For at least the time being, California’s AB 5 independent contractor classification law is in effect for the trucking industry after Judge Roger Benitez of the U.S. District Court for the Southern District of California lifted on Monday the trucking industry’s injunction that had been in place since January 2020.
According to a law alert from transportation legal firm Scopelitis, Gavin, Light, Hanson and Feary, Benitez lifted the injunction, which had been reversed by the Ninth Circuit Court of Appeals in April 2021. The case was eventually elevated to the U.S. Supreme Court, with the injunction remaining in place until the conclusion of the legal battle, and SCOTUS officially declined to hear the case earlier this summer.

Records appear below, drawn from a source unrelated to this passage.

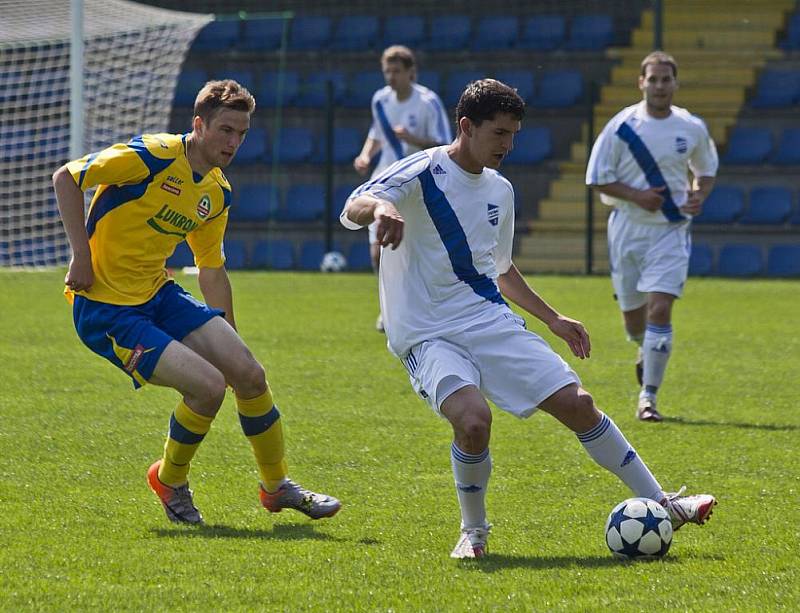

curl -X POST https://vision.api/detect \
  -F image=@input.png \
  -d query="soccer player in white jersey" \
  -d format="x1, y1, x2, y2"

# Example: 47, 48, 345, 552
586, 51, 718, 422
341, 79, 716, 558
353, 45, 453, 332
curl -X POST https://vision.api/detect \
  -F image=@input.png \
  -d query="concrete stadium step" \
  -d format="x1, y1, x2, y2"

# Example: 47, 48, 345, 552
537, 197, 610, 221
631, 29, 775, 49
611, 65, 756, 88
640, 9, 786, 32
606, 47, 784, 67
552, 175, 586, 201
514, 231, 608, 273
600, 84, 745, 109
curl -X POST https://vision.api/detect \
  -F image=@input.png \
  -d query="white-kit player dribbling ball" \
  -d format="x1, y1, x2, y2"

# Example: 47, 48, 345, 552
606, 498, 672, 560
319, 251, 347, 272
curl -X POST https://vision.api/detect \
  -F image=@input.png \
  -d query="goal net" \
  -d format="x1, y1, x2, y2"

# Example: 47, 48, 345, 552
0, 0, 212, 267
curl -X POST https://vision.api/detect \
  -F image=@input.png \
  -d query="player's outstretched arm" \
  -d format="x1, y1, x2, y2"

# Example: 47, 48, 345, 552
345, 195, 405, 249
353, 137, 381, 175
197, 266, 236, 330
681, 177, 715, 216
53, 166, 94, 291
497, 264, 592, 359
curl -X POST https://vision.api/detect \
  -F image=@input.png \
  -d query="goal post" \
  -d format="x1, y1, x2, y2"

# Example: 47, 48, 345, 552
0, 0, 213, 267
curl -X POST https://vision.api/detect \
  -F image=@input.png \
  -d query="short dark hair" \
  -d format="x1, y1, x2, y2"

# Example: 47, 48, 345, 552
456, 79, 525, 126
639, 51, 678, 79
194, 79, 256, 123
381, 45, 417, 70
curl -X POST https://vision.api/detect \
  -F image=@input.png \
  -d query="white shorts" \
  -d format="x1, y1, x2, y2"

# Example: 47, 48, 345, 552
608, 209, 692, 311
403, 311, 580, 417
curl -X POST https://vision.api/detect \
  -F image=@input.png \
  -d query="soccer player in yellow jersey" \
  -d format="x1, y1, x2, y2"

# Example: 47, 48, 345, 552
53, 80, 340, 524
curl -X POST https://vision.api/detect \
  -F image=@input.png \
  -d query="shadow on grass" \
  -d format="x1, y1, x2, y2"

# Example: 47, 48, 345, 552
458, 553, 725, 573
151, 524, 346, 542
664, 416, 800, 432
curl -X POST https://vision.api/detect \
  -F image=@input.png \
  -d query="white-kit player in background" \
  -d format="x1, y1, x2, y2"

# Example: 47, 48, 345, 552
353, 45, 453, 332
586, 51, 719, 422
341, 79, 716, 558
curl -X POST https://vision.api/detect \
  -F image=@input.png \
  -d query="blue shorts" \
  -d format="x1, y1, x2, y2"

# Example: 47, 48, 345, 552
72, 281, 225, 388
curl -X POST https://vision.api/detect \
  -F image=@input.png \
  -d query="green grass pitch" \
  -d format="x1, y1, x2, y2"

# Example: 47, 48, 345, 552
0, 271, 800, 611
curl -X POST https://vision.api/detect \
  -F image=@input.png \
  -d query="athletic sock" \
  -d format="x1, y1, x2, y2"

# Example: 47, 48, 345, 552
642, 324, 672, 396
450, 443, 492, 528
236, 386, 288, 492
158, 400, 214, 487
577, 413, 664, 500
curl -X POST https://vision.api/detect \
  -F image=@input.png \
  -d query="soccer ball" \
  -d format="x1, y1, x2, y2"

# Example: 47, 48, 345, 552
606, 498, 672, 560
319, 251, 347, 272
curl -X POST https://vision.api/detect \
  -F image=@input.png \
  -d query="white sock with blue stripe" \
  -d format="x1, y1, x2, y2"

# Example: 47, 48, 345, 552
450, 443, 492, 528
577, 413, 664, 500
642, 324, 672, 396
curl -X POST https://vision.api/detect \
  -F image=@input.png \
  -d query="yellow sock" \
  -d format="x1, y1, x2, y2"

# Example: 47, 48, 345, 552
236, 386, 288, 492
158, 400, 214, 487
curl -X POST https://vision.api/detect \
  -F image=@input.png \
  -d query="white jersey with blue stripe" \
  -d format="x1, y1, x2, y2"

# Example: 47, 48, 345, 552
341, 146, 514, 358
369, 83, 453, 178
586, 101, 719, 224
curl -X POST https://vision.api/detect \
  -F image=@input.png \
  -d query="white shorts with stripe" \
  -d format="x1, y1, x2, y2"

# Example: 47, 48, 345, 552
608, 209, 692, 311
403, 311, 580, 417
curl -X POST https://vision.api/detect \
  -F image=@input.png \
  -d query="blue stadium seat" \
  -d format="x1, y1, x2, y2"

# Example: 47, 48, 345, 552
228, 183, 280, 222
767, 244, 800, 277
739, 187, 792, 225
233, 127, 267, 165
531, 70, 583, 109
238, 17, 290, 51
472, 15, 519, 51
517, 15, 567, 51
347, 241, 372, 270
331, 183, 357, 220
780, 13, 800, 51
506, 127, 553, 164
295, 70, 346, 108
772, 128, 800, 164
268, 128, 314, 164
694, 185, 744, 224
383, 15, 425, 49
750, 70, 800, 109
312, 127, 365, 164
495, 70, 533, 102
256, 70, 300, 108
252, 239, 294, 270
214, 70, 256, 92
192, 19, 241, 51
442, 70, 486, 107
300, 240, 325, 270
331, 15, 379, 51
689, 243, 714, 277
167, 241, 194, 268
289, 16, 332, 51
564, 15, 614, 51
718, 245, 764, 277
425, 15, 472, 51
417, 70, 442, 95
275, 184, 325, 222
222, 238, 247, 270
173, 68, 208, 107
342, 69, 386, 109
722, 127, 772, 164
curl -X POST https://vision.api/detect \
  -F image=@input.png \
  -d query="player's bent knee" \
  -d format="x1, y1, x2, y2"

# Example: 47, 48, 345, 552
184, 369, 227, 417
231, 358, 267, 398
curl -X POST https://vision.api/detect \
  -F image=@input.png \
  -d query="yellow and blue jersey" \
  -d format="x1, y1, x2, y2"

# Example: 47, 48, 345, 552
65, 134, 231, 305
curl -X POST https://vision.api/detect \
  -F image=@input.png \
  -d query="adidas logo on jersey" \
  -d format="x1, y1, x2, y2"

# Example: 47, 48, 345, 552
486, 204, 500, 226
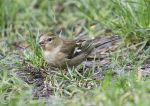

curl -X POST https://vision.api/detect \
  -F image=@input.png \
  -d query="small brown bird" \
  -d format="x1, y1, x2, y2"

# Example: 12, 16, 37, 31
39, 33, 94, 68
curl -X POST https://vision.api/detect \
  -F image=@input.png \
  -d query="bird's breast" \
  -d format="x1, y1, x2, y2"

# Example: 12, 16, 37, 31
43, 47, 65, 65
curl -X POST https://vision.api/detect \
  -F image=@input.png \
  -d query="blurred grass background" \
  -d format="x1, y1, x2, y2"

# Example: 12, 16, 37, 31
0, 0, 150, 106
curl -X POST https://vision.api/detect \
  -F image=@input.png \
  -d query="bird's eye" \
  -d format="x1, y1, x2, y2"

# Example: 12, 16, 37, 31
47, 38, 52, 41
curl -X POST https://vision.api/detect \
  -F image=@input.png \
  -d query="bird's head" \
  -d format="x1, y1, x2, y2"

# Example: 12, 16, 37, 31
38, 32, 63, 50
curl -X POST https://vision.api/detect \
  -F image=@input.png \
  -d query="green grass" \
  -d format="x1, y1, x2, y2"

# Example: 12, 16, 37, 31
0, 0, 150, 106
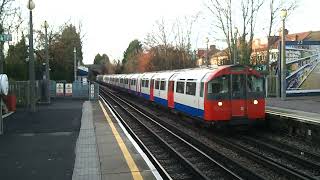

For now, AB 5 and its ABC test for determining independent contractor status is effective for the trucking industry. Any motor carrier now using leased owner-operators in the state risks being in violation of the law, unless the law's business-to-business exemption is appropriately satisfied.
However, according to the Scopelitis brief, the California Trucking Association has “indicated that it intends to file a new motion for preliminary injunction under the [Federal Aviation Administration Authorization Act of 1994] preemption standard set forth by the Ninth Circuit and on Dormant Commerce Clause grounds.”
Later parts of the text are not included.